GUIDS and Clustered Indexes

GUIDS should never ever be used as a clustered index.

Wrong.  GUIDS can be used as a clustered index if they are not an MBUN: meaningless but unique number  I've talked about this before, but it seems to be difficult for people to understand so I'm going to take this slowly and give some examples.  For these examples, let's assume that you are running an online bookstore.

Naturally you want to keep track of orders and you have a table in SQL Server that does just this.  For each order you assign a GUID.  Should you cluster on this GUID?  Probably not and the reason is that the GUID, in this table, is meaningless.  It has no context with any other data and as a result it is truly an MBUN.  Indeed, you would probably want to sort on the customer number instead as you are more likely to retrieve all of a customers orders than you are sequential GUIDs.

Hmmmm.  We're keeping track of orders, but not the items on the orders.  Let's have an OrderItem table.  In order to connect the rows in the OrderItem table with the Order table we would probably link them via the GUID that you assigned to the Order itself.  To show the individual items within the order we would need to create another column, let's call it an ItemNumber.  This could be a GUID, but it makes more sense just to make it an integer.  For this table the clustered index should be the Order GUID and the ItemNumber.
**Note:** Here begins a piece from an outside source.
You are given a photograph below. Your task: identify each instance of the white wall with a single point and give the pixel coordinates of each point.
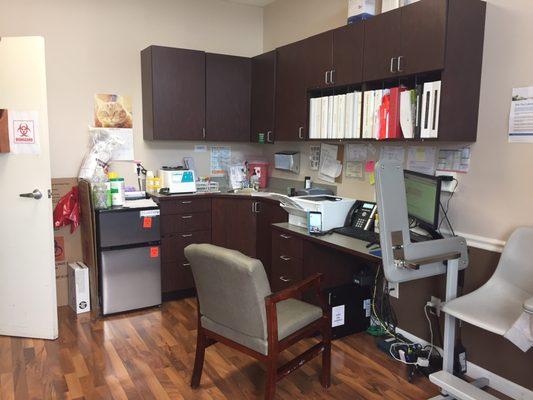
(496, 195)
(94, 47)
Why?  Well,. when we create a clustered index we are telling the database that we want records that appear next to each other in the index to actually be stored next to each on the disk.  In the first example, using the GUID made no sense as there was no reason for the records to appear next to each other.  In the second example it makes perfect sense to use the GUID because we want all of the items for an order to appear next to each other on the disk.  This speeds up the retrieval of data and makes more effective use of memory.  In the second case the GUID is no longer an MBUN as it actually has meaning: it is the order number that we are tracking.
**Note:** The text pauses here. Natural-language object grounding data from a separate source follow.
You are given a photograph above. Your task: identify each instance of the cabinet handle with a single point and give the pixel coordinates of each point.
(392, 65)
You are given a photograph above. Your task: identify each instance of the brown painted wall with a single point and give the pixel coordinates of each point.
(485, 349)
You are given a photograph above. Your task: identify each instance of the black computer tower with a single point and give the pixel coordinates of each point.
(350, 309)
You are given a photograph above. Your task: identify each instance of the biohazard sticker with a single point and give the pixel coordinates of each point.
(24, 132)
So you see, if the GUID has meaning it can be part of the clustered index.  If the GUID has no meaning, don't put it in the clustered index.  Any questions?

1 comment:

Unknown said...

Finally, someone who thinks like I do. I am tired of the "blanket statements" that Clustered indexes with GUIds is "always wrong". I agree there are times where it provides value, like your example.

Another example, in an "established" application (meaning many years of development) where the original GUId (in this case a MBUN as you define it) which is used as in a foreign key, I believe the parent table containing the GUId should be retained as the Clustered Index. This is because MOST of the original code already joins on the GUID and can read any of the columns in one read (instead of the two required by a non-clustered index).

In this case, it will require considerable work to either define a new field to cluster the index on and update the many, unknown and untouched lines of code (increasing the risk of human error), or to determine which non-clustered indexes now need a list of included fields to "cover" the index.

As always, the answer is "it depends."